Parfois critique sur la réalité politique et sociale américaine (‘Guns are drawn’), l’industrie musicale et le rap de supermarché (‘Somebody’s gotta do it’), mais surtout régulièrement actif sur le terrain de l’égotrip et du name dropping. Et si Black Thought n’est définitivement pas le meilleur des lyricistes, sa prestation technique s’avère indéniablement impressionnante. ‘Web’ musicalement extrêmement minimaliste, fait ainsi figure de démonstration brute et brillante de emceeing. Aucun refrain, un débit ininterrompu, pour un morceau n’allant pas sans rappeler ‘Thought @ work’ (Phrenology). Enfin, celui que l’état civil reconnaît sous le nom de Tariq Trotter, livre une prestation étonnante sur ‘Boom’ où il imite le phrasé et l’élocution de deux des plus grands MCs des vingt-dernières années, Big Daddy Kane (dans son second couplet), puis Kool G Rap (dernier couplet.) Bluffant.

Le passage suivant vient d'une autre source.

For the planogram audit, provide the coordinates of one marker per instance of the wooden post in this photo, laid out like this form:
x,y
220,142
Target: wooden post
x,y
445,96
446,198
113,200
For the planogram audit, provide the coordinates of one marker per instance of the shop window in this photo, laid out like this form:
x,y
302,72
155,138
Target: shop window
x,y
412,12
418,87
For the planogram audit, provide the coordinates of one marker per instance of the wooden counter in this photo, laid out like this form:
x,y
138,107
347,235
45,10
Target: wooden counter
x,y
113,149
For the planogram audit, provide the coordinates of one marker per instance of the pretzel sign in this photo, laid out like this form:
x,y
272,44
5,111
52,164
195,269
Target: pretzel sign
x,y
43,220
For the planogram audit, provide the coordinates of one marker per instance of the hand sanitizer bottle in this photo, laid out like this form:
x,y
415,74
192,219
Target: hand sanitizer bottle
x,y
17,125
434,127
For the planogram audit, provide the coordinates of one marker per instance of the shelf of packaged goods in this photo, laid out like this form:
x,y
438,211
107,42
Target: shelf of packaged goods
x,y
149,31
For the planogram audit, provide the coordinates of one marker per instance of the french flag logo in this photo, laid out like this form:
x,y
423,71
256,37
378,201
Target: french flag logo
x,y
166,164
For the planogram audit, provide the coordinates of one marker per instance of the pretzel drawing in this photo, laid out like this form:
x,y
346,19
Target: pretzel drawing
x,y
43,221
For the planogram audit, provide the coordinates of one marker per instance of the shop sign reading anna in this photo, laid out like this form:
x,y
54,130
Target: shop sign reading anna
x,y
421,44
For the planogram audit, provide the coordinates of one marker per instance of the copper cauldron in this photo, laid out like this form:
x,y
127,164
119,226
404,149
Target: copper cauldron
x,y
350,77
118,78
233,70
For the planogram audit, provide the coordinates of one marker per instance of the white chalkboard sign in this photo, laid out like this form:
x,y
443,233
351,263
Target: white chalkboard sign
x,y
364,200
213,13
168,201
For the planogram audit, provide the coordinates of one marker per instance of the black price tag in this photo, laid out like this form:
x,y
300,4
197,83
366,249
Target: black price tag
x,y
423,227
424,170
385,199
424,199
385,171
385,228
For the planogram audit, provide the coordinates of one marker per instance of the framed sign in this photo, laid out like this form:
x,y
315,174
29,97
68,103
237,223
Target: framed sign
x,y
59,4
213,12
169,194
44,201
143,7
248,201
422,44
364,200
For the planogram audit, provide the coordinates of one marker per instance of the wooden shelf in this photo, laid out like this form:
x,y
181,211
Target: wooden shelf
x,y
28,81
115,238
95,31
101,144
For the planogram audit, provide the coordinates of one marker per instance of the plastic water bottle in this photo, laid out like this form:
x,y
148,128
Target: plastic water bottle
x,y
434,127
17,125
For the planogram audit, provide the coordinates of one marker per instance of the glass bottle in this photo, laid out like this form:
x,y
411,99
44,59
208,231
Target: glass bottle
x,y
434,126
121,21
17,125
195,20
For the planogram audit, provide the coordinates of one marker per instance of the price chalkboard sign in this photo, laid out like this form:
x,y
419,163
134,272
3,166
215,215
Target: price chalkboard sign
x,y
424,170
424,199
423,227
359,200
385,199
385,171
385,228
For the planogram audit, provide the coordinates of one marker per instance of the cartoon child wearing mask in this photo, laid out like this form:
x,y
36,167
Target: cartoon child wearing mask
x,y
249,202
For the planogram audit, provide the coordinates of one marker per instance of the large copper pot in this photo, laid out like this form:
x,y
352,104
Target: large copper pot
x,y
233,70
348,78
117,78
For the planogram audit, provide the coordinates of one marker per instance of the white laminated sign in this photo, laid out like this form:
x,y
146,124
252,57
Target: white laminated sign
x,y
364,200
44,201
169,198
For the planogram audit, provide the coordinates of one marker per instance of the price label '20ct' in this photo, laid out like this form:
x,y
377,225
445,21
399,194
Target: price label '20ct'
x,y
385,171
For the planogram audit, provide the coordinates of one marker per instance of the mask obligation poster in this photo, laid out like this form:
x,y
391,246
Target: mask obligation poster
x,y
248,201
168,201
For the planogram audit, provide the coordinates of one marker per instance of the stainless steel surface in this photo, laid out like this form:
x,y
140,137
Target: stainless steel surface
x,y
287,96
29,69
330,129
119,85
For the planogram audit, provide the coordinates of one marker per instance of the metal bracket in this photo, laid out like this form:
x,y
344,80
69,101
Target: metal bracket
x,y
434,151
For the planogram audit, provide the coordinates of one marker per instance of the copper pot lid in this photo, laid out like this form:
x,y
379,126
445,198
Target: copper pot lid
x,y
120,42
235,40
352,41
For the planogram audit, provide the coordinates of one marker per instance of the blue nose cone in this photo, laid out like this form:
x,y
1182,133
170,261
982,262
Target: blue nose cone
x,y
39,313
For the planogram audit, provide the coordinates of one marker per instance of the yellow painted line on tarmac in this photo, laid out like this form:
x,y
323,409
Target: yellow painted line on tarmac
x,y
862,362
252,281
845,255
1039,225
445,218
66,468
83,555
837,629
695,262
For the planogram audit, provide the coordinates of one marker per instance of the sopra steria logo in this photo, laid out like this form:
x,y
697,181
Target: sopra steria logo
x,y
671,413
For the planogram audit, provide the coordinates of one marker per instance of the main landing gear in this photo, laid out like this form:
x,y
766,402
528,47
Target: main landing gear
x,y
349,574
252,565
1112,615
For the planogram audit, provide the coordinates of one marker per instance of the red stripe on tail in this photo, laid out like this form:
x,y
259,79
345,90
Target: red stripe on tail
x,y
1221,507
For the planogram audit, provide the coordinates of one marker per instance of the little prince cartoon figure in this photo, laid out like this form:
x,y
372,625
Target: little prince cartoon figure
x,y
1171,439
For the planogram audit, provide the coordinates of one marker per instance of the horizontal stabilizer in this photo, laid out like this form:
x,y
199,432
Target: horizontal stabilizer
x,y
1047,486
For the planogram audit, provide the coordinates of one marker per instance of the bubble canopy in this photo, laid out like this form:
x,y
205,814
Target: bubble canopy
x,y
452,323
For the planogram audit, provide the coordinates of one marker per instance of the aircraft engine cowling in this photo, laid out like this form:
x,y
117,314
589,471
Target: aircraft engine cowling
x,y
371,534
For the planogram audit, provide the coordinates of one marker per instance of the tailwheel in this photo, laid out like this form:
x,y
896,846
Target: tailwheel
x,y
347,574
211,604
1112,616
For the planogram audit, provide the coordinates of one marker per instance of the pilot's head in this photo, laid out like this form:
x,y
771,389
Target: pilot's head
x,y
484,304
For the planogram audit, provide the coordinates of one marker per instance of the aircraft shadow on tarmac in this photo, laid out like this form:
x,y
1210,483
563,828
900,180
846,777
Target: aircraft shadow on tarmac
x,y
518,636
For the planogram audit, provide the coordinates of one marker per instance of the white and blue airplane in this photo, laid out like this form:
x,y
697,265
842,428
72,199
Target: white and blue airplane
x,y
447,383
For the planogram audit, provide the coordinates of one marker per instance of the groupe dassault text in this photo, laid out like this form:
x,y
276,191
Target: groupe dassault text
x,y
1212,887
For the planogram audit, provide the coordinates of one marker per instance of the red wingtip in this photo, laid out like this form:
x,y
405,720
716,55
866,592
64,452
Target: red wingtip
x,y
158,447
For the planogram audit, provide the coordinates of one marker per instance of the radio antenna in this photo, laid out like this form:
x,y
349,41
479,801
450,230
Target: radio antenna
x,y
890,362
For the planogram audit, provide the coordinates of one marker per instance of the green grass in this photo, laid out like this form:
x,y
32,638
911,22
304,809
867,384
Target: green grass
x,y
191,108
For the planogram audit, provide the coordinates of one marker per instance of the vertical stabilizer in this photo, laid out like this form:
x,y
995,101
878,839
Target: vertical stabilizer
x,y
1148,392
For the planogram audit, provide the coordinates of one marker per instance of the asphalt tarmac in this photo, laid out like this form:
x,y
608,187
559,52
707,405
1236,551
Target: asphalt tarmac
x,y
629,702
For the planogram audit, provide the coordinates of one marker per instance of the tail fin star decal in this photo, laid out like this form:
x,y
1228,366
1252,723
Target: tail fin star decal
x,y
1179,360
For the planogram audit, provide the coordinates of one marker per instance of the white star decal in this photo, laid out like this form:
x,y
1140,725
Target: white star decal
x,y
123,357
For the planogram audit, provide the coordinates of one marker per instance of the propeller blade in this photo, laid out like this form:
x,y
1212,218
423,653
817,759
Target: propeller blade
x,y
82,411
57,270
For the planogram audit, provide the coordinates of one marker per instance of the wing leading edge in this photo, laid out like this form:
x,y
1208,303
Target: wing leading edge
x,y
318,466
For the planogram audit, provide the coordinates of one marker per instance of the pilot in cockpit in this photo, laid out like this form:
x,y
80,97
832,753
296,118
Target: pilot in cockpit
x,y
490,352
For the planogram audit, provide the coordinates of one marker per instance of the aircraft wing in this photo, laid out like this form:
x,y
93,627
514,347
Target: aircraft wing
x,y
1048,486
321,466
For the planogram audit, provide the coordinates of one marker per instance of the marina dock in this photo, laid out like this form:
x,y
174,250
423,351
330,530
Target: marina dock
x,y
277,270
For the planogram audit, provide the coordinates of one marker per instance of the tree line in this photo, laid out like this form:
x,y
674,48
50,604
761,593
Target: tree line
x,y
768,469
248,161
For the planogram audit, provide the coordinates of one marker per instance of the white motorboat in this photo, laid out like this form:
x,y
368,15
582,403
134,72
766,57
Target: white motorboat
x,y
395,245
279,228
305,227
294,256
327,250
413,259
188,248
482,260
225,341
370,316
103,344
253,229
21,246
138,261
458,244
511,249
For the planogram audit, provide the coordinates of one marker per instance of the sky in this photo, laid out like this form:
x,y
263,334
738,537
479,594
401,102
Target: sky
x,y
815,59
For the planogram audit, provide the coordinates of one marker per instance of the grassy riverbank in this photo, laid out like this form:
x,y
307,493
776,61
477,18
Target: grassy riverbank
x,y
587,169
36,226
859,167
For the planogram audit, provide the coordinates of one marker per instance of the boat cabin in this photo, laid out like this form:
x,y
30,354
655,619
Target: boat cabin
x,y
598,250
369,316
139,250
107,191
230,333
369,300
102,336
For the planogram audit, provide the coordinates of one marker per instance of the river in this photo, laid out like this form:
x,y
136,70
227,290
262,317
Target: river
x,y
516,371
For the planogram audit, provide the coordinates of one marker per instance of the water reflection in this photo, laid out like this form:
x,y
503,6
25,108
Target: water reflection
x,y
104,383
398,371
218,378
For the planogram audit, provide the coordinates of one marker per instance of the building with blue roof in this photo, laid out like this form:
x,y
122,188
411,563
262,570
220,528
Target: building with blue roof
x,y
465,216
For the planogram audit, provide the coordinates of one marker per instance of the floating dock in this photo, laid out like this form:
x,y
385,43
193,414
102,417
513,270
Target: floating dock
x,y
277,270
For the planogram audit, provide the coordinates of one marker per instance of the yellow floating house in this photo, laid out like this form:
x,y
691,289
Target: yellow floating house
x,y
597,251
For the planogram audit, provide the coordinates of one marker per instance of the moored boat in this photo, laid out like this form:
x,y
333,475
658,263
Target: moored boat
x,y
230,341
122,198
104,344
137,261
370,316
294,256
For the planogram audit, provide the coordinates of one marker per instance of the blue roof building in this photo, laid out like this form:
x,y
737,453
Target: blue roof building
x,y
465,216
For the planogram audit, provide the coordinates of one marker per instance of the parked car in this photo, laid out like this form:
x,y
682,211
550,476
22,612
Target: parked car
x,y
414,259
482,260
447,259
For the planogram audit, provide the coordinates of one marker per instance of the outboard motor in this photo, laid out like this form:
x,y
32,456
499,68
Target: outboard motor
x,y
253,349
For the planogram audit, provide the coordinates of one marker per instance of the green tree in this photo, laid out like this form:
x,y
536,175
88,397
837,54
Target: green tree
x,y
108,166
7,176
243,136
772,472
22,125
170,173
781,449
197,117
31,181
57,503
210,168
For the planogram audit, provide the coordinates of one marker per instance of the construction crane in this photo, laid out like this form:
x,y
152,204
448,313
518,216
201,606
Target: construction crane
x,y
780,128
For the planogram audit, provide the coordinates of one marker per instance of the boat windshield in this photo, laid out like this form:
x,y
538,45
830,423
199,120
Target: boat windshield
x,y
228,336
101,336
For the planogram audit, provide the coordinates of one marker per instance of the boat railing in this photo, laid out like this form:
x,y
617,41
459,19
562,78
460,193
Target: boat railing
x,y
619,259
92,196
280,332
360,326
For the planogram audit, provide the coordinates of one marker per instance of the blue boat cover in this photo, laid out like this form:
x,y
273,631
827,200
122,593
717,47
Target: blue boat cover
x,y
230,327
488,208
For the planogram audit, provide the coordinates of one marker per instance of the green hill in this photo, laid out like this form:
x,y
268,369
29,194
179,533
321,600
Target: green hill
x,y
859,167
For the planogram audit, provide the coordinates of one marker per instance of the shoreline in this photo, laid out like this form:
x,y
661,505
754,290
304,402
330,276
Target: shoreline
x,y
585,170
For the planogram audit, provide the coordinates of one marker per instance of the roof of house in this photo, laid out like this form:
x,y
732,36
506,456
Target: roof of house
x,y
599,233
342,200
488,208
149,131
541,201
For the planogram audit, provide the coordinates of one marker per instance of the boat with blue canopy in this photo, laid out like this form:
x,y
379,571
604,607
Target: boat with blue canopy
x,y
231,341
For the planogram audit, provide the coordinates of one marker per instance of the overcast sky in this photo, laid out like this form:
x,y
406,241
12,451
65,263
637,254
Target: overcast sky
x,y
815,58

En plus de l’excellent ‘Star’ et de ‘Somebody’s gotta do it’, déjà évoqués précédemment, on retient le bien nommé et addictif ‘Stay cool’ basé sur un sample du trompettiste Al Hirt, déjà utilisé par De La Soul sur ‘Ego Trippin’ (pt.2)’ (Bulhoone mind state), et la très longue conclusion ‘Why’, rythmée par la basse de Leonard « Hub » Hubbard et les claviers de Kamal Gray.

Concis, dénué de tout artifice, musicalement cohérent et indéniablement efficace, The Tipping Point s’inscrit justement dans la discographie (quasi-)sans faille des Roots. Un album en forme de retour aux sources pour un groupe jamais dans la tendance mais (très) régulièrement dans la bonne direction. Got props over here.